Suddenly Shan understood. “Do you mean the same ridge where the man was killed last year?”

“Where we buried him. And where his ghost took revenge on his murderer. It’s haunted. Men saw a skeleton on his grave. Some say it walks up there in the moonlight. Some say they see it elsewhere, as if it’s on patrol in the night. More and more miners come back here to sleep after their day’s work.”

Shan paused, trying to connect the words to the strange video in which Abigail had handled arm and leg bones. “The two that were killed last week,” he said. “What happened to their bodies?”

“If you’re talking about the flesh, I guess the birds took care of it.”

“I don’t understand.”

“Last year, two days after those two died, two new skeletons appeared on that grave. It scared the hell out of everyone, believe me.” Hubei grinned at Shan’s confusion, then twisted past him. “Touch anything and you die,” the man said in an oddly whimsical tone and went toward the town square.
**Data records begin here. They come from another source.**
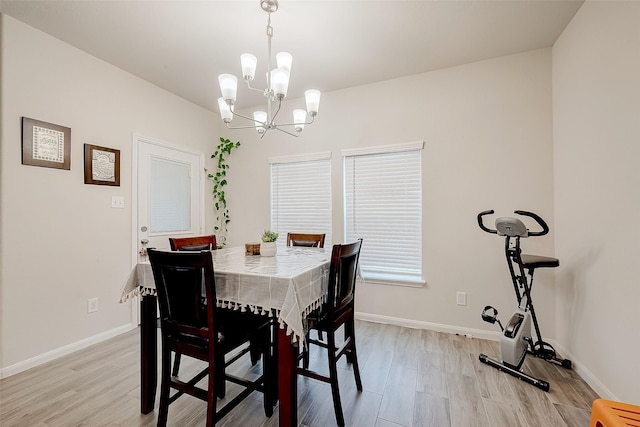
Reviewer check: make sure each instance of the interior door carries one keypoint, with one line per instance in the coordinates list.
(170, 192)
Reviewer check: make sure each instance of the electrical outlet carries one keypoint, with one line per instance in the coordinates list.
(92, 305)
(461, 298)
(117, 202)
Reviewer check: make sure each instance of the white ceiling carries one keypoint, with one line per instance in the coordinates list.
(182, 45)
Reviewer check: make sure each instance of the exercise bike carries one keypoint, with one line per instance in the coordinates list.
(516, 340)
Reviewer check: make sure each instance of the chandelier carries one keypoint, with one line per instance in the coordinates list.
(276, 91)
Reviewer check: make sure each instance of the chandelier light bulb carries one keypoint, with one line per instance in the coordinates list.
(248, 63)
(260, 118)
(299, 118)
(225, 110)
(280, 82)
(228, 87)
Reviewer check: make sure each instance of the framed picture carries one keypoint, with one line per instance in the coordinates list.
(45, 144)
(101, 165)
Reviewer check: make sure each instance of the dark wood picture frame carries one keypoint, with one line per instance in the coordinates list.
(101, 165)
(45, 144)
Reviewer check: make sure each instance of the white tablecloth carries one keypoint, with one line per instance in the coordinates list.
(289, 285)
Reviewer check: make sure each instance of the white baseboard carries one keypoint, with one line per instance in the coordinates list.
(63, 351)
(578, 367)
(438, 327)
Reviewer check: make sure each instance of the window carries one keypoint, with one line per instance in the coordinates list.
(301, 195)
(383, 206)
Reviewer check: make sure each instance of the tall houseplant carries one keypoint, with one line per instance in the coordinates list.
(219, 178)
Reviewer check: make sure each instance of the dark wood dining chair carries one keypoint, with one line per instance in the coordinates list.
(305, 239)
(193, 243)
(336, 312)
(204, 332)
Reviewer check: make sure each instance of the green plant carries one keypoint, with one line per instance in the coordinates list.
(219, 178)
(269, 236)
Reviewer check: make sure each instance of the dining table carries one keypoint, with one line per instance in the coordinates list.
(287, 286)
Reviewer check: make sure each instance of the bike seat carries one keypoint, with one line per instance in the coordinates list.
(535, 261)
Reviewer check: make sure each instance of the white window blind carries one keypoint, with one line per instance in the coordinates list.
(301, 195)
(169, 196)
(383, 206)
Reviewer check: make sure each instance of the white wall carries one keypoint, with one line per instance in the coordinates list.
(487, 129)
(61, 242)
(596, 101)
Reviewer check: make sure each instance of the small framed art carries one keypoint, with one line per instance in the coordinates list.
(101, 165)
(45, 144)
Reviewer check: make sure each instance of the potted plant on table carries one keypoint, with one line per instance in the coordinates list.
(268, 245)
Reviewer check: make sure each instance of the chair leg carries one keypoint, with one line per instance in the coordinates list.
(254, 351)
(353, 355)
(269, 370)
(163, 411)
(220, 384)
(333, 375)
(211, 395)
(305, 356)
(176, 364)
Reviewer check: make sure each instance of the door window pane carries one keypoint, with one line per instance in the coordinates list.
(169, 196)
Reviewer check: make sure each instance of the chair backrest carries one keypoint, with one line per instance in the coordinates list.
(342, 276)
(195, 243)
(179, 279)
(305, 239)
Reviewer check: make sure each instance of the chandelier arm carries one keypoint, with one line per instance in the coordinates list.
(294, 124)
(239, 127)
(248, 118)
(287, 132)
(253, 88)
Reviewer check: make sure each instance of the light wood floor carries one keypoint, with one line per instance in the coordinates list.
(410, 378)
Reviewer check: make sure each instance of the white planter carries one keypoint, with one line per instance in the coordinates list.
(268, 249)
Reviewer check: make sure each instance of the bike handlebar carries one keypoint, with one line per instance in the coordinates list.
(540, 221)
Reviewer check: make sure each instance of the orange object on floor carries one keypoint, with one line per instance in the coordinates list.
(608, 413)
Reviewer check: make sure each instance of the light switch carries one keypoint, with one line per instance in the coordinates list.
(117, 202)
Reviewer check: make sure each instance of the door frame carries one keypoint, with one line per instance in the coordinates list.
(136, 139)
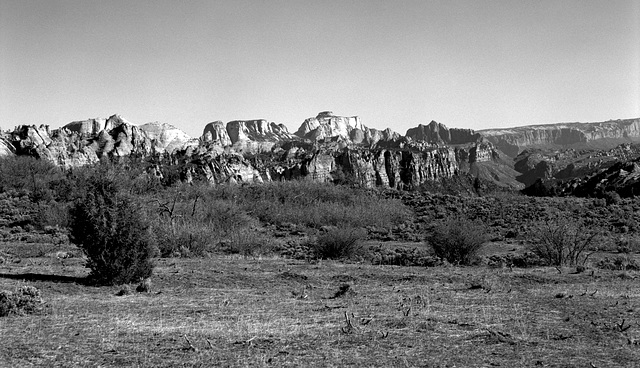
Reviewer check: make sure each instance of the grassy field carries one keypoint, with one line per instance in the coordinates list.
(242, 284)
(234, 311)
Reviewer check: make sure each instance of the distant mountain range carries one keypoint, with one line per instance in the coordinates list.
(326, 147)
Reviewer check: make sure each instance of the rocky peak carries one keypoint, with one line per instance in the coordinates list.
(512, 141)
(437, 133)
(327, 125)
(165, 137)
(257, 130)
(216, 132)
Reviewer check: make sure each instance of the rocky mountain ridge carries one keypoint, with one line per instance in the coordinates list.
(513, 140)
(327, 148)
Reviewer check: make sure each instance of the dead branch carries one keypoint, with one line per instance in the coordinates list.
(191, 347)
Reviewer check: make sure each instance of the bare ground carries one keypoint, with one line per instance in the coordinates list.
(232, 311)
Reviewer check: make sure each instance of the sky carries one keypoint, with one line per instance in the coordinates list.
(465, 63)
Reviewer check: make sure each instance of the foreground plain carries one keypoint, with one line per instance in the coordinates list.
(234, 311)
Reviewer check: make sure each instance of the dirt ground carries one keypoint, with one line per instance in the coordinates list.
(234, 311)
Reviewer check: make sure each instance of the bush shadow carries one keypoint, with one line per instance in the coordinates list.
(31, 277)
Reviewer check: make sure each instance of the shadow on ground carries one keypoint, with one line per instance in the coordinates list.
(45, 277)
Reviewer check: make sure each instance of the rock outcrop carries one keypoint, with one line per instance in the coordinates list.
(326, 148)
(166, 137)
(216, 133)
(513, 140)
(436, 133)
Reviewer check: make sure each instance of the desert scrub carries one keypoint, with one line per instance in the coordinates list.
(112, 231)
(314, 204)
(457, 239)
(194, 224)
(339, 243)
(564, 241)
(25, 300)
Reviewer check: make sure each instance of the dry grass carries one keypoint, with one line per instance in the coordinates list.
(273, 312)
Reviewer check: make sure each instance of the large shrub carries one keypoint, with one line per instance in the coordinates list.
(563, 241)
(457, 239)
(112, 231)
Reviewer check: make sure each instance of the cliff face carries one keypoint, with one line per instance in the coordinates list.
(216, 132)
(84, 142)
(326, 148)
(512, 141)
(436, 133)
(327, 126)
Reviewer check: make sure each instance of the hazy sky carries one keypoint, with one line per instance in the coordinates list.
(469, 64)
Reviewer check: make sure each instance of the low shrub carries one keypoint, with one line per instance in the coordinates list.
(563, 241)
(628, 245)
(193, 225)
(249, 243)
(379, 255)
(25, 300)
(619, 263)
(524, 260)
(112, 231)
(339, 243)
(457, 239)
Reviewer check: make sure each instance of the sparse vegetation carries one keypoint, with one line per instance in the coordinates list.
(457, 239)
(564, 241)
(338, 243)
(233, 307)
(25, 300)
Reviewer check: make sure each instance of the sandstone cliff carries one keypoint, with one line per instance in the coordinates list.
(512, 141)
(326, 148)
(327, 126)
(436, 133)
“Where does one get cash in Little Moscow?” Shan called after him. “Up here I would think cash is scarcer than gold.”

Hubei glanced back impatiently. “Banking is a government monopoly,” he quipped, then lifted the helmet and trotted away.

Shan had found more riddles. But he had also confirmed that Abigail Natay was probably still alive. She had survived the attack and continued up the mountain as her uncle had guessed. She was pursuing her work despite the danger, even despite apparently having run out of food. It was as if her life depended on it.
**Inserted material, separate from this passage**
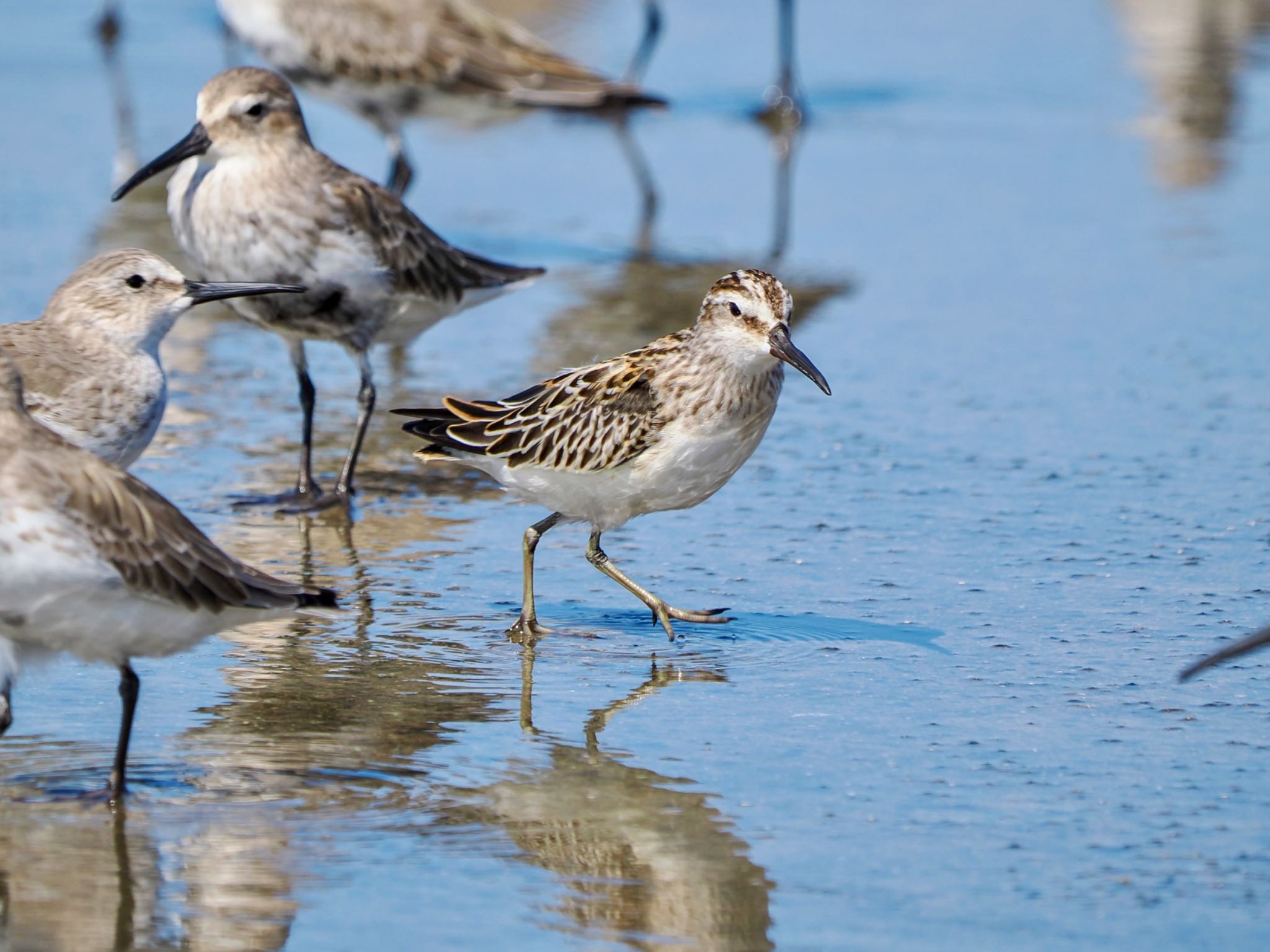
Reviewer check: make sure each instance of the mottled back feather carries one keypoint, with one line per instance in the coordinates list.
(582, 420)
(154, 547)
(451, 45)
(419, 260)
He wandered about the miners’ quarters then paused as he rounded the corner of the square to survey Bing’s new-age community. Every man there, including Thomas, Hostene and himself, was a fugitive of a kind. You couldn’t enter the new world without leaving the old behind.

As he watched, men began moving quickly, spreading an alarm, dispersing, some with packs on their backs, some holding old hunting rifles. Bing stood near Thomas, who had grown pale and was gazing at the ground with a look of shock on his face. The mayor of Little Moscow spoke with a man who kept pointing toward the east, replying to Bing in low, excited whispers. The Navajo was staring at the fleeing miners, at Bing and Thomas, in confusion.
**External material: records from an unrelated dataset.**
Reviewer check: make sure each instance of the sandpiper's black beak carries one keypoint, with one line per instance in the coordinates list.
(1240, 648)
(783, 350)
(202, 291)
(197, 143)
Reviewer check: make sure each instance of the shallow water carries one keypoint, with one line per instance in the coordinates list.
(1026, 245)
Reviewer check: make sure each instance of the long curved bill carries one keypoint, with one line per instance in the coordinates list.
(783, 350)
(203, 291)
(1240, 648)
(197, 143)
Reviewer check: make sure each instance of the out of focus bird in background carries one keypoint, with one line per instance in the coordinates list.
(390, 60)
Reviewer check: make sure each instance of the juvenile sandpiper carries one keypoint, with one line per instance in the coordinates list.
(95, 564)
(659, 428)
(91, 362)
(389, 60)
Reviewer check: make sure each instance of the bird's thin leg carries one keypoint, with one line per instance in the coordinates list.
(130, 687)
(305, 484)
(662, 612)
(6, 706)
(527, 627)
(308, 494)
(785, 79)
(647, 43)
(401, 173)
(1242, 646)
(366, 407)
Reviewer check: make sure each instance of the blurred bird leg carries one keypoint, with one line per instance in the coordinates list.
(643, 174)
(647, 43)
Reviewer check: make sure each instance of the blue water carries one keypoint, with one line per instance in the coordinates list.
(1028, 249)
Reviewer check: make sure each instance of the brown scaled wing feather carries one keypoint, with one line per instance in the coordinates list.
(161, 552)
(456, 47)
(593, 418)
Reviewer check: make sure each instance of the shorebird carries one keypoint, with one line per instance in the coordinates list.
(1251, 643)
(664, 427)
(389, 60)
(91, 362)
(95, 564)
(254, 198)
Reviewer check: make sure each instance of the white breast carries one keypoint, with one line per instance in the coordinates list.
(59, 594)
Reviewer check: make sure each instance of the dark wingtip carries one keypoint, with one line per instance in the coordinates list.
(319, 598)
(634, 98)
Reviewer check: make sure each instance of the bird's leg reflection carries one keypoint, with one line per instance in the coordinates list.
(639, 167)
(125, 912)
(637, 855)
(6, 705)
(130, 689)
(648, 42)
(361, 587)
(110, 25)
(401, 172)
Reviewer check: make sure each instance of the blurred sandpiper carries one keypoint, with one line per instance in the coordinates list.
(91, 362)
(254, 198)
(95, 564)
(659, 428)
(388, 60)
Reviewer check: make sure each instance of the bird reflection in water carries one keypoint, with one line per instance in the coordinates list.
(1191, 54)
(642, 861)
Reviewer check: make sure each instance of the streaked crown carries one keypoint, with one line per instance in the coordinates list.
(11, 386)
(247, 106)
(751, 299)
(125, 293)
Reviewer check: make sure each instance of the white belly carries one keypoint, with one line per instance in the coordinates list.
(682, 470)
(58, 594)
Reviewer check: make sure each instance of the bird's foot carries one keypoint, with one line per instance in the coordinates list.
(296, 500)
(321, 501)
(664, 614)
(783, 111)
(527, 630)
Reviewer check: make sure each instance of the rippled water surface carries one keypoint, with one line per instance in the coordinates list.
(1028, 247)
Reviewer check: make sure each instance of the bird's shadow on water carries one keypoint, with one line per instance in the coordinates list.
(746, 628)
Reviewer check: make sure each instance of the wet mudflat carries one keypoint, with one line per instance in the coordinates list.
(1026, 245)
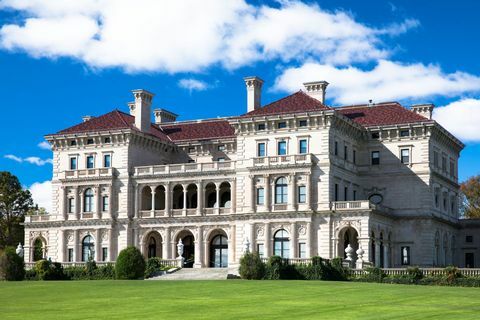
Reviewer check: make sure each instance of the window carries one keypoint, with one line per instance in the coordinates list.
(405, 251)
(302, 146)
(260, 196)
(88, 201)
(404, 133)
(282, 148)
(73, 163)
(90, 162)
(405, 156)
(261, 150)
(104, 254)
(107, 161)
(302, 250)
(70, 254)
(71, 205)
(281, 244)
(281, 190)
(105, 203)
(88, 248)
(375, 158)
(302, 194)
As Shan approached, Thomas said in a grief-stricken tone, “You should be the one to speak. Give him more hot tea, then tell him.”

“Tell him what?” Shan asked Bing.

“A miner ran into town,” Bing reported. “Some mine works were sabotaged this morning, all the stakes removed and left burning in a pile.”

“But the miners sometimes-,” Shan began.

Bing interrupted. “Not this time. Whoever did it left something behind, as a warning. It was a woman’s hand.”

Chapter Six

They ran at a frantic pace at first, following Bing up one ravine and down another, soon emerging onto a sunlit plateau. Bing raised his hand for them to stop as he gazed toward a heap of rock slabs in the near distance. Shan did not miss the instinctive movement of Bing’s hand to his belt at the small of his back.